A desperate "Yahoo..." was all he managed when his face reflected in the blade’s edge before he closed his eyes. Adam... Adam would avenge him. He at least found something close to comfort in that.

CLANG

"ARGH!" he shrieked as the clash of metal drowned the room. "My friend will dismantle you bolt by bolt. I trust him!"

He waited for death, satisfied with his last words. Yet, only a bark and forceful shove answered him.

"Hide!"

He snapped his eyes open to Adam’s figure, both swords held in a downward cross that locked the light sword in place. The shove came from Adam’s misaligned hips, breaking his otherwise perfect posture.

For a moment, Desmond felt his stomach through his intact uniform—no wounds. Then, he focused on Adam’s strained face. His usual smirk was gone, replaced by a mask of solemn fury underneath which veins pulsed in irrepressible strain.

"Now!" Adam repeated, his voice like rumbling stones.

But the golem didn’t spare them a second. Her dark blade fluttered in an upward arc with deadly grace.

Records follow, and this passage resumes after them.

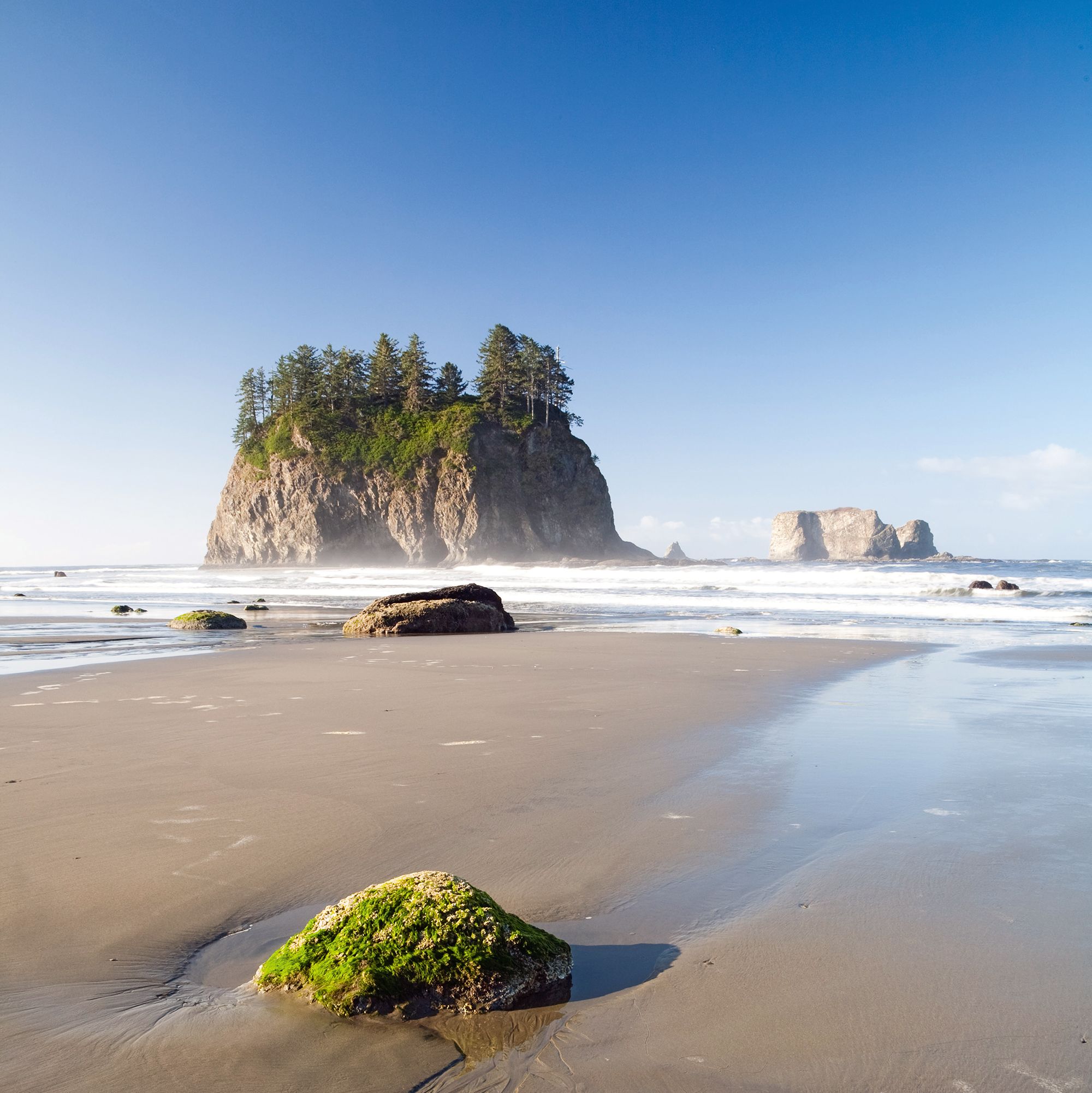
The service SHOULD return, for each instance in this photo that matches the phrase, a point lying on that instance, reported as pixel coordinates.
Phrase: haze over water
(61, 621)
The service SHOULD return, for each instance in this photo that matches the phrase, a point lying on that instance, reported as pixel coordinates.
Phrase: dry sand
(158, 806)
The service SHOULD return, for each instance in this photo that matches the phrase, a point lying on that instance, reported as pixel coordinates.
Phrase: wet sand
(757, 900)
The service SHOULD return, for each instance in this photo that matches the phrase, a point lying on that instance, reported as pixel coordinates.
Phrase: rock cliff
(847, 535)
(509, 498)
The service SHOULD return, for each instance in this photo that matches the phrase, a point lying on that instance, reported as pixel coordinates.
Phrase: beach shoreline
(704, 819)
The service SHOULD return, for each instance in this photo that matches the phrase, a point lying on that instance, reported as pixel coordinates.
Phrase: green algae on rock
(420, 943)
(208, 620)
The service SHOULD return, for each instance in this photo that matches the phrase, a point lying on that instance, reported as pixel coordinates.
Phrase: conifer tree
(250, 398)
(497, 379)
(385, 373)
(308, 377)
(351, 379)
(283, 385)
(449, 385)
(419, 389)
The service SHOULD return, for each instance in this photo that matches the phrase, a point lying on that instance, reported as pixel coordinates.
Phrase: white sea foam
(908, 600)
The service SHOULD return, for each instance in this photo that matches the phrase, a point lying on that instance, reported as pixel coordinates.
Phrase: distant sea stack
(847, 535)
(373, 459)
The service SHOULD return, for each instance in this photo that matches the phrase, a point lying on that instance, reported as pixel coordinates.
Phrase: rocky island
(847, 535)
(349, 458)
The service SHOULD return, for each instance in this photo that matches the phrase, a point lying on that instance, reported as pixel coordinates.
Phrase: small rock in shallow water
(461, 609)
(208, 620)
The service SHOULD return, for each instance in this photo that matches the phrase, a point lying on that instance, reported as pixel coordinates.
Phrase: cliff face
(847, 535)
(538, 497)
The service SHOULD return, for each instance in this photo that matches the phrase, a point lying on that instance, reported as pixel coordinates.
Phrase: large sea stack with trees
(381, 458)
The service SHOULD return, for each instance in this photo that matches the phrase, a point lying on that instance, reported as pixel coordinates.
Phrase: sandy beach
(755, 902)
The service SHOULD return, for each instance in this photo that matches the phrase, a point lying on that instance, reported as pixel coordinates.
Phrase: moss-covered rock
(420, 943)
(461, 609)
(208, 620)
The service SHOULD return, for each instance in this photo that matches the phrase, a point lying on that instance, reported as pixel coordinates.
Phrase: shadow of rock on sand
(606, 970)
(501, 1049)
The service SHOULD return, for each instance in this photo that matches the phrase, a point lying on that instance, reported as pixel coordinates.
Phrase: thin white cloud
(1029, 480)
(740, 531)
(651, 524)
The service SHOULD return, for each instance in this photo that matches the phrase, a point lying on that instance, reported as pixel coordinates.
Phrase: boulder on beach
(420, 943)
(461, 609)
(208, 620)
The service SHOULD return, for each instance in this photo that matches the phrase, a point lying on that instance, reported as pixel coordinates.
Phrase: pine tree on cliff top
(385, 373)
(498, 376)
(347, 380)
(252, 406)
(449, 385)
(418, 382)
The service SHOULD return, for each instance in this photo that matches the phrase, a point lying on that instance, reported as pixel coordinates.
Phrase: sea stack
(847, 535)
(533, 495)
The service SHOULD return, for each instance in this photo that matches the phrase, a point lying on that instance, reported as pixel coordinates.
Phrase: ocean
(63, 621)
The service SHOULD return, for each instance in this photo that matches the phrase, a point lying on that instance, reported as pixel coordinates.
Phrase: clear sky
(797, 255)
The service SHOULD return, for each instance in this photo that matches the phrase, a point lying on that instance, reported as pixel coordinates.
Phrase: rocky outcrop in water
(536, 497)
(847, 535)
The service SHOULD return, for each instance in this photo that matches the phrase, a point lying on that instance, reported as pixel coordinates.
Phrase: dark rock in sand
(420, 943)
(461, 609)
(208, 620)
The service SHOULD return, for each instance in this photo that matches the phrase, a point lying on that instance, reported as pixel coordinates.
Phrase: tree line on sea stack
(520, 382)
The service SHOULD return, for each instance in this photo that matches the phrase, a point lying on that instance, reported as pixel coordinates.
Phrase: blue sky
(797, 255)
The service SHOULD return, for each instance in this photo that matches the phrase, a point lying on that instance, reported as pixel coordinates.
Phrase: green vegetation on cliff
(390, 408)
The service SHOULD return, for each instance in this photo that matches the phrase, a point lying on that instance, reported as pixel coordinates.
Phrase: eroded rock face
(846, 535)
(461, 609)
(539, 497)
(420, 943)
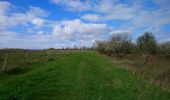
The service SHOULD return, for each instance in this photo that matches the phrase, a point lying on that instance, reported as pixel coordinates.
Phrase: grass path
(77, 76)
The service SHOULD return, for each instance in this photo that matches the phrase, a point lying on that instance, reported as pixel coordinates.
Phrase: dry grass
(157, 69)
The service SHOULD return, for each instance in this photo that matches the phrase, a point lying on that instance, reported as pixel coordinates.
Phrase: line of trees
(121, 44)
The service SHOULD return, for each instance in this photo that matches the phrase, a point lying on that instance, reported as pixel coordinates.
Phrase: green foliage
(118, 44)
(77, 76)
(164, 49)
(147, 43)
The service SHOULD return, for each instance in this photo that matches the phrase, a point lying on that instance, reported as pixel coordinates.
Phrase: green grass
(77, 76)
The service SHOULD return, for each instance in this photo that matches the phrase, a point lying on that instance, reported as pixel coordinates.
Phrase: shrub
(164, 49)
(118, 44)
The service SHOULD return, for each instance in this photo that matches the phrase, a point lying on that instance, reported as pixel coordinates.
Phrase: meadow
(74, 75)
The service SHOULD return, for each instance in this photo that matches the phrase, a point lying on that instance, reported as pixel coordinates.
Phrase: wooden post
(48, 55)
(5, 62)
(26, 55)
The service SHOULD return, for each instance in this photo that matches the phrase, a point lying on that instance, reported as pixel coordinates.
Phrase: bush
(164, 49)
(118, 44)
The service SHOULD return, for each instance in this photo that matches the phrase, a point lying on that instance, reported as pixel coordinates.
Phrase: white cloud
(10, 18)
(77, 30)
(6, 36)
(74, 5)
(38, 22)
(91, 17)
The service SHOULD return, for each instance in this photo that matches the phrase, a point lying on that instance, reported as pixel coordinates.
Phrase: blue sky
(38, 24)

Adam twisted the light blade off course, pivoting in the same fluid motion into a kick that landed on the golem’s cuirass with a dry thud. She didn’t move back, didn’t even flinch.

And her blade continued to fall.

Biting his lip, he hurled Desmond back with a blast of mana. At least he could focus on the fight if he didn’t have to worry about him. But he was out of balance. All he could do was brace for the impact by raising his Chronoscar.

BANG

The collision sent a tremor through his recovering side, making him cough up blood. With a hiss, he swung his macuahuitl like a club, the edges glinting with deadly intent. Yet, her light sword drifted in a graceful parry.

As sparks flew between them, Adam’s mind raced. She was slightly less powerful than the colossal golem, but faster without its bulk. But what forced an icy shiver down his spine was something unquantifiable.

Where the colossal golem delivered almost unavoidable yet simple strikes born of careful predictions, she fought as a sword master. Her posture, this single exchange, they were all he needed to be sure this fight would be much harder than the previous one.

If he wanted to win it, he couldn’t fall into her rhythm.

He twisted his Chronoscar, guiding the dark blade along its edge. Her sword left a dark trail right beside his left shoulder as he swung his free Chronoscar at her neck.

Her answer came not with a parry, but by gently leaning back. As the crystalline edge passed harmlessly, she lodged her light weapon between the triangular blades of the macuahuitl, then, using its own structure as leverage, she forced it upward before counterattacking.

Adam’s pupils constricted as both of her blades snaked at him from as many vicious angles. He crouched beneath the first horizontal slash, then shifted on his feet, barely dodging the upward one. Then, he shot up toward her, arms swinging like the maws of a beast closing on prey.

Yet, a bright sheen drew his attention mid-movement. His eyes darted to its source, only for him to see his face reflected in the greave of her rising knee.

Every muscle and every joint in his body creaked in protest as he forcefully shattered his momentum by spinning to the right. The golem’s knee blasted the air where his chin had been, sending his hair upward from the strike’s sheer power.

He landed a couple of steps away, knuckles white around his weapons.

"I’m not sure I can defeat her..." he admitted, his murmur echoing across the room.

Desmond, who hid behind the carcass of the colossal golem, felt his heart sink at Adam’s words. His breath caught in his throat, and he tightened his robes around him, as if they could shield him from a monstrous construct even Adam didn’t want to fight.

They were exhausted and wounded. They had to run!

But...

Everything would have been for nothing. And...

He gazed at his friend. He knew Adam wouldn’t give up. And if Adam didn’t, he wouldn’t either. They either left together, or...

A steely glint entered his eyes, and his trembling hands steadied. He had made his choice.

There had to be a way! Trust. Trust Adam and wait. Like for the first golem, stack spells and wait for the perfect moment... even if he would have to endanger himself.